An average walk is about 3km, quite a distance for an animal usually confined to one paddock or one pigsty. “I always wanted a pet pig,” says Susie, Finding a miniature like Burt was not easy – the Parsons family eventually located him in South Australia, a place called Little Pig Pen.

“He’s not going to get much bigger,” she adds. “And he’s intelligent, already very easy to manage. “We’ve made sure the fences are secure, and trained him not to do that favourite activity of pigs, to go digging in the garden. It’s taken a little while, but he knows that’s out of bounds.”

His accommodation is “absolutely outdoors” she insists, where Burt has his own spot, close to his good friends, the dogs. “Burt’s diet is anything he wants, really,” she continues. “In the main, he lives off the family’s scraps, and there’s nothing he won’t eat. “And preferably something sweet, strawberries if he can.”

How do her guests deal with having a pig around? “Well, some are scared of pigs,” she says. “I don’t know whether that’s past experience or just ignorance.

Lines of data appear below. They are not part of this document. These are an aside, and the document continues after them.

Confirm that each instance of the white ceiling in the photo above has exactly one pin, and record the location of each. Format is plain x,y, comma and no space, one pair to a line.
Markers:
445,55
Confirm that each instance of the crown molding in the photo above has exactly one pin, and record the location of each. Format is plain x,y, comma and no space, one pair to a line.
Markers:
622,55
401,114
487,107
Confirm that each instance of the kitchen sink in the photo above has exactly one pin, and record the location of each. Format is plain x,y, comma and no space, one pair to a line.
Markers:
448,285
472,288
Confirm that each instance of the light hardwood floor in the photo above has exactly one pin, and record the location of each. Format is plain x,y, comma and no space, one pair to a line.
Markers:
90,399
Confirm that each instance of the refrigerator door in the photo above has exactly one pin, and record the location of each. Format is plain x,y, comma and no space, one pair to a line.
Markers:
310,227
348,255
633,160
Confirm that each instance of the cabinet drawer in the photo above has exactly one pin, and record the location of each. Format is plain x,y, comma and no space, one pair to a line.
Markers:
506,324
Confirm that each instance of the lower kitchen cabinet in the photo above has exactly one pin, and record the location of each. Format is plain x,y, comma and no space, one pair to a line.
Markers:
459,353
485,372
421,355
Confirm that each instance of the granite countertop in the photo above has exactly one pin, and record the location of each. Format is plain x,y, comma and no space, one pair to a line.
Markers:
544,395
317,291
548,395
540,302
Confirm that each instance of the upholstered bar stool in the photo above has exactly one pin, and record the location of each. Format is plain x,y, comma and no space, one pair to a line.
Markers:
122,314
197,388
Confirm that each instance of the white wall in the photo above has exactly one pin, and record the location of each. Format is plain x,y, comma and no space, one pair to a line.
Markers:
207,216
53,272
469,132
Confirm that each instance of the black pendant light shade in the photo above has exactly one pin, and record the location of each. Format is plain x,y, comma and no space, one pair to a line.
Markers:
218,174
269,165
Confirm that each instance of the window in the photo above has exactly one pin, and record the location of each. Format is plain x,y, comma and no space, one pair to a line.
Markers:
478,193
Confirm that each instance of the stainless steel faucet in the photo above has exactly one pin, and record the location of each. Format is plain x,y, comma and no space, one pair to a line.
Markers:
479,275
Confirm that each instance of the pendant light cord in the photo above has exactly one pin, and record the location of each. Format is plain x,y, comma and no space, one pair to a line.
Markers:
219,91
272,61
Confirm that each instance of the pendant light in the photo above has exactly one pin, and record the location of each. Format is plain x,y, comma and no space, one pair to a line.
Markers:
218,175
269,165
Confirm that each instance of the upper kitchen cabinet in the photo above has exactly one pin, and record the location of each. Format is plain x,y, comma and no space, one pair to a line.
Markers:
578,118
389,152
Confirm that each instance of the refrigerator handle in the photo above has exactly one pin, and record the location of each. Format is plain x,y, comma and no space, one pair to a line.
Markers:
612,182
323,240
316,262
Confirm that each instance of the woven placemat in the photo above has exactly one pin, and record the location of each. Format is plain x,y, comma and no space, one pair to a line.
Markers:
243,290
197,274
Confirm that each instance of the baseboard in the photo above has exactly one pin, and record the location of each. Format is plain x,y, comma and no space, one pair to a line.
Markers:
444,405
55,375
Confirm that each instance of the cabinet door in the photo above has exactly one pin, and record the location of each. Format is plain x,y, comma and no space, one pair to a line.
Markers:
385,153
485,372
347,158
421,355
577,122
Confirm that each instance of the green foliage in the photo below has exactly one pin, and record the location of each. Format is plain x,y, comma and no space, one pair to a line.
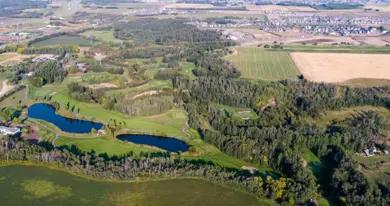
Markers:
46,73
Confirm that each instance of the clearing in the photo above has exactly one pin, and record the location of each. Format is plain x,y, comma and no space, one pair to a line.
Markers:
258,63
340,67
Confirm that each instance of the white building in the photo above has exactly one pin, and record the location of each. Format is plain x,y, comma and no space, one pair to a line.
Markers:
9,130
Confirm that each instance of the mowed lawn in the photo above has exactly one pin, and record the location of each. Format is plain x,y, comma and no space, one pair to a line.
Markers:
257,63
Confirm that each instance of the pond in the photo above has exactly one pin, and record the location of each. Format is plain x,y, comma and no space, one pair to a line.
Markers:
48,113
166,143
33,185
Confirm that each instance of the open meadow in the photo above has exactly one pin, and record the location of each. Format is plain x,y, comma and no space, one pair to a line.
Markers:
257,63
43,186
340,67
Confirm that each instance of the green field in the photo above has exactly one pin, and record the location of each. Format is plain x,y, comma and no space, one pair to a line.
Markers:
102,35
258,63
334,48
43,186
375,168
171,123
63,40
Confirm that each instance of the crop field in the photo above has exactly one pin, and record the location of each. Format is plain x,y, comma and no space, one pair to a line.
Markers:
257,63
102,35
171,123
340,67
335,49
63,40
43,186
12,58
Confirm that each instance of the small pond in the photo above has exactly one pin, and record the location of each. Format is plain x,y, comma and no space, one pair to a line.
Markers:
47,113
166,143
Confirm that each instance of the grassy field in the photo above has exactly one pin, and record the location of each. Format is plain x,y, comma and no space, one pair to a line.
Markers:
257,63
102,35
63,40
376,168
366,82
171,123
339,115
334,49
43,186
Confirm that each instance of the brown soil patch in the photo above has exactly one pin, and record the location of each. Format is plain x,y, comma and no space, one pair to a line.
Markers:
340,67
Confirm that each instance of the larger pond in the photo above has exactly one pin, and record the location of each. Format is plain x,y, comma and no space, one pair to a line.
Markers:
30,185
166,143
48,113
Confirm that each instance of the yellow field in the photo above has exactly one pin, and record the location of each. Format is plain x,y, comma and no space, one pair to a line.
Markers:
340,67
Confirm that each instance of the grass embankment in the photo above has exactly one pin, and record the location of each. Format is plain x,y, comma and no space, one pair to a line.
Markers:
171,123
339,115
258,63
375,168
40,185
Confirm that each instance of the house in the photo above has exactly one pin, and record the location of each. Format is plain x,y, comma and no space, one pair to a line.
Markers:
9,130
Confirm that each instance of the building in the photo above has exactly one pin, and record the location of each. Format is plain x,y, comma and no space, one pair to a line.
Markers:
9,130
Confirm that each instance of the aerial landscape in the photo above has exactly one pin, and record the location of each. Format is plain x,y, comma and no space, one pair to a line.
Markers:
195,102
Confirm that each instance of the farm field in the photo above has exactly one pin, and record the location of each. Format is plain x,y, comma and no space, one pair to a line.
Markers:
102,35
64,40
340,67
257,63
171,123
12,58
335,49
44,186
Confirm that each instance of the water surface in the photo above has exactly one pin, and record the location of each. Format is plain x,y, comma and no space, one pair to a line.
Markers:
166,143
47,113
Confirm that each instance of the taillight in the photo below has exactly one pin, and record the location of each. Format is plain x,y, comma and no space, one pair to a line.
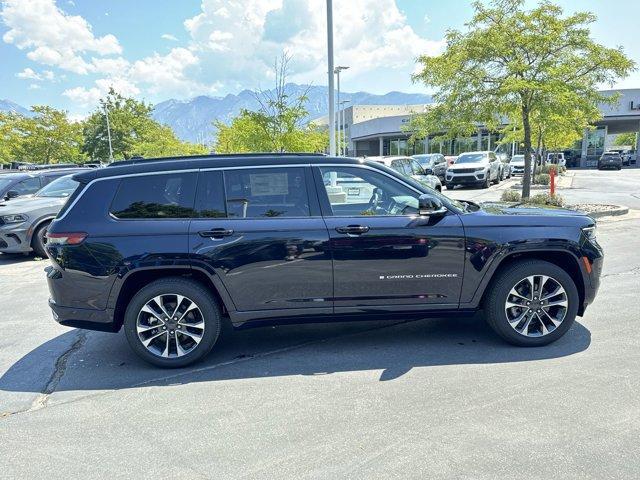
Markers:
66,238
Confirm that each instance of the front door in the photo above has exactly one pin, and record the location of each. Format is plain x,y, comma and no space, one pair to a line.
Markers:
385,256
265,240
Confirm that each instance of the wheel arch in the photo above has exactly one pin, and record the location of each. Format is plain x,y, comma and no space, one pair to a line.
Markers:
137,279
562,258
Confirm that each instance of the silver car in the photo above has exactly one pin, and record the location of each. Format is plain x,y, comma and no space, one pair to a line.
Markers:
474,168
411,168
24,221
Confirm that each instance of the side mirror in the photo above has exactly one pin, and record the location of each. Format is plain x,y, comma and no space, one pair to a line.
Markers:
430,206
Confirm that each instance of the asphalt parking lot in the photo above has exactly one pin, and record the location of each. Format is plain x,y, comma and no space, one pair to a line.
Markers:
433,398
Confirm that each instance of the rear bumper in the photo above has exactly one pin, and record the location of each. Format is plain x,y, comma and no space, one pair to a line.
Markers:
101,320
73,316
14,240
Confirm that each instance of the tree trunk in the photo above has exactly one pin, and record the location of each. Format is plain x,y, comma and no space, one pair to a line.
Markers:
526,179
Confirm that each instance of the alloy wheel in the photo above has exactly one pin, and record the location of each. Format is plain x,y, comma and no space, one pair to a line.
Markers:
170,325
536,305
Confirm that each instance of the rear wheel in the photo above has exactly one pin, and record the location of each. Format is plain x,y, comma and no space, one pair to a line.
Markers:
39,240
172,322
532,303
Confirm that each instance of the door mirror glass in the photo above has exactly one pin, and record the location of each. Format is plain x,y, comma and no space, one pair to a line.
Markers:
430,206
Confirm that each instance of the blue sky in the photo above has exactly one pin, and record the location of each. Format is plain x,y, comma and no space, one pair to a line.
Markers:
67,53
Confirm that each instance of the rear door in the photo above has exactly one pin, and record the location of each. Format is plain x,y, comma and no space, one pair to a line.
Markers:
260,232
385,256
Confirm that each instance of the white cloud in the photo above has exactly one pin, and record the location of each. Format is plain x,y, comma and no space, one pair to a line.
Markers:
237,42
30,74
53,37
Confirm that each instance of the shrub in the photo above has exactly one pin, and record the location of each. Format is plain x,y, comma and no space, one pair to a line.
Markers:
510,196
546,199
542,179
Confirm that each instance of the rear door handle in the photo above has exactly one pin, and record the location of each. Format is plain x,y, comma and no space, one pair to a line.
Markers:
216,233
353,229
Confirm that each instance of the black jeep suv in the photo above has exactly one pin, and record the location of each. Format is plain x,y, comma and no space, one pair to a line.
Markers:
169,248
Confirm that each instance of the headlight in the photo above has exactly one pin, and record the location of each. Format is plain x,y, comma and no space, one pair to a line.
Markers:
590,232
14,218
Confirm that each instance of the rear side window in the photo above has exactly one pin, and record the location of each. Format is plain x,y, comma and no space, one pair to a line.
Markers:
210,197
155,196
266,193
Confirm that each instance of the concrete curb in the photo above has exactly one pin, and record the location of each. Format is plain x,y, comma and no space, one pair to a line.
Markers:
619,210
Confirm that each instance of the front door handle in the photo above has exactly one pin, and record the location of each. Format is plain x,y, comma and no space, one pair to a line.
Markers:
216,233
353,229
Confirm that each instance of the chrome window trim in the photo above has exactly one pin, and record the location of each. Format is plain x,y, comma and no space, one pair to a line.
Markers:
190,170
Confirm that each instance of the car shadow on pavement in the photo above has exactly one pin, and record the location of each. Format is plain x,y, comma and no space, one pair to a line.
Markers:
104,361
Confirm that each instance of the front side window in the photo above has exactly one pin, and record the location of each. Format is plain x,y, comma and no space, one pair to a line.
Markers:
155,196
266,193
354,191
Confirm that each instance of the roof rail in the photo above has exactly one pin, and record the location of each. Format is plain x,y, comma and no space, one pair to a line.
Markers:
212,156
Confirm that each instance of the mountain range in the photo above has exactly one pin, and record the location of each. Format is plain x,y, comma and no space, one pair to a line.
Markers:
192,120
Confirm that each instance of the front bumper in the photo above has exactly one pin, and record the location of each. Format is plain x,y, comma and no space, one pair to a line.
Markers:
15,239
466,178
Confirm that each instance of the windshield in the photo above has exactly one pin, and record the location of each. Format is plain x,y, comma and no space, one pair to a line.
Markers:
472,158
424,160
4,183
62,187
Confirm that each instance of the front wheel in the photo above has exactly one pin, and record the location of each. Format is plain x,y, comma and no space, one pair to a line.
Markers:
172,322
532,303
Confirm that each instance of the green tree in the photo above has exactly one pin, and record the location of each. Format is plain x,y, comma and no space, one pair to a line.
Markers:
514,63
626,139
46,137
278,125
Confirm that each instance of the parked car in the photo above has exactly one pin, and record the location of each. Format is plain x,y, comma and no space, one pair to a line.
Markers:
516,165
24,221
474,168
168,249
610,160
21,183
556,158
411,168
433,163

But they soon work out that Burt is very friendly.”

Most of her guests can go for a walk with Burt and the dogs and, if they get his seal of approval, receive Burt’s version of a fist bump, his snout in your hand. Most recently, Burt has gained something of a taste of fame, a fan base drawn by social media. It began when Burt’s picture appeared on the 28 gates Instagram page, and there was an immediate reaction. “People would say let’s see more of Burt,” says Susie.

“I was a bit dubious… I mean, our social media presence shouldn’t be all about the pig. Right?” At this point in the conversation, I look to Burt for a comment about his growing presence on social media. But he’s busy at the moment, off with the dogs for a walk.